エネルギー単位の考え方
動物の栄養要求量に適した飼料設計を行ううえで、エネルギーの考え方は重要です。
わが国では、豚の要求量や豚用飼料のエネルギー単位に
可消化養分総量(TDN)や可消化エネルギー(DE)が用いられますが、
近年、アメリカの飼養標準(NRC:Nutrient Requirements of Swine 2012年版)など、
要求量や飼料原料中成分に正味エネルギー(NE)の記載が見られるようになっています。
今回は、養豚用飼料を考える際に
参考となるエネルギー単位についてご紹介します。
可消化エネルギー(DE、Digestible Energy)は、
総エネルギー(GE、Gross Energy)から消化吸収されず排泄された
糞中のエネルギーを差し引くことで得られ、消化試験による測定が容易とされます。
豚用飼料の表示票にはTDN含量(%)が記載されていますが、
TDNは可消化養分総量をさし、消化試験によって
TDN=可消化粗タンパク質+可消化粗脂肪×2.25+可消化可溶無窒素物+可消化粗繊維
の式で得られます(単位は%またはg)。
DEはTDNから推定することができ、
DE(Mcal/kg)=4.41×TDN(%)/100で換算されます。
DEやTDNは消化できるエネルギーを表しますが、
消化吸収されたエネルギーは完全に利用されるわけではありません。
DEから尿やメタンガスとして排出されるエネルギーを差し引いた値は
代謝エネルギー(ME、Metabolizable Energy)とされます。
動物は飼料を摂取すると、咀嚼や嚥下のような採食行動、消化吸収、
吸収した栄養素の代謝などの仕事のために熱量を発生します。
これは熱増加とよばれ、体温維持以外の仕事に用いることができません。
NEはMEから熱増加を差し引くことで求められ、
肉や乳の生産や生命維持のための仕事(基礎代謝)に用いられる、
もっとも具体的なエネルギー区分といえます。
NEの測定には労力や費用がかかるため、複数の飼料原料を用いて測定した
NEと栄養素含量の相関から得られた推定式が用いられます。
例えば、NRC2012年版の原料中NE計算には
Nobletら(1994)の推定式が採用されています。
(単位はNE、DE:kcal/kg乾物、他成分:g/kg乾物)
NE=0.700×DE+(1.61×粗脂肪)+(0.48×デンプン)ー(0.91×粗タンパク質)-(0.87×酸性デタージェント繊維)

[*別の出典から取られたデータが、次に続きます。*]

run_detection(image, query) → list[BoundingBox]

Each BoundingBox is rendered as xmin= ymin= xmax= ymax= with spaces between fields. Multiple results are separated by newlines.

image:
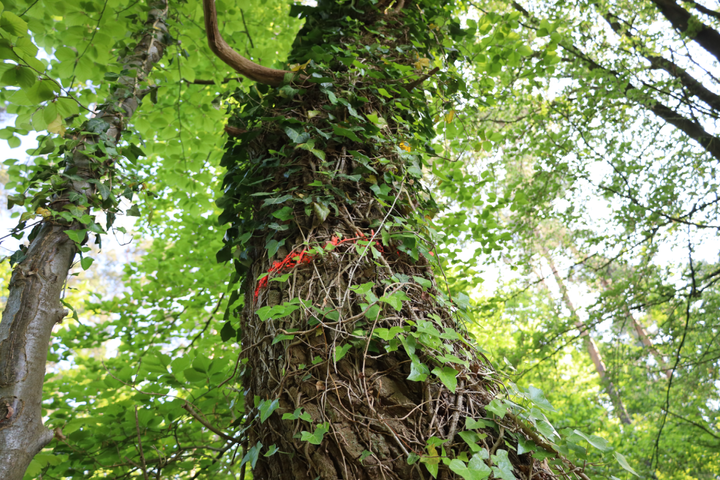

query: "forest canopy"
xmin=0 ymin=0 xmax=720 ymax=480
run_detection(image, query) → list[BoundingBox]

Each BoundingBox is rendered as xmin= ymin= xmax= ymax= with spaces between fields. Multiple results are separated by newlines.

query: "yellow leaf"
xmin=415 ymin=57 xmax=430 ymax=70
xmin=48 ymin=114 xmax=65 ymax=135
xmin=35 ymin=207 xmax=52 ymax=218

粗タンパク質や酸性デタージェント繊維はマイナスとして扱われています。
これは、タンパク質や酸性デタージェント繊維は熱増加、
すなわち余分なエネルギーが脂質やデンプンの摂食時に比べて多いことが理由です。
一例として、とうもろこしと脱皮大豆油かすでDE、NEを比較してみると、
下表のように脱皮大豆粕のDEはトウモロコシに比べ高い一方で、NEは低くなります。
エネルギー要求量や飼料設計にNEを用いる利点は、
動物にエネルギーを過不足なく与えることができることとされます。
わが国ではNEの要求量や飼料原料中含量といった標準的なデータが乏しいこともあり、
NEを用いた飼料設計は一般的ではありませんが、
将来的にはNEを用いることが予想されます。
海外と日本の環境の違いも考慮しながら、
我々もNEの考え方を飼料設計に
反映できるように情報収集や検証を進めています。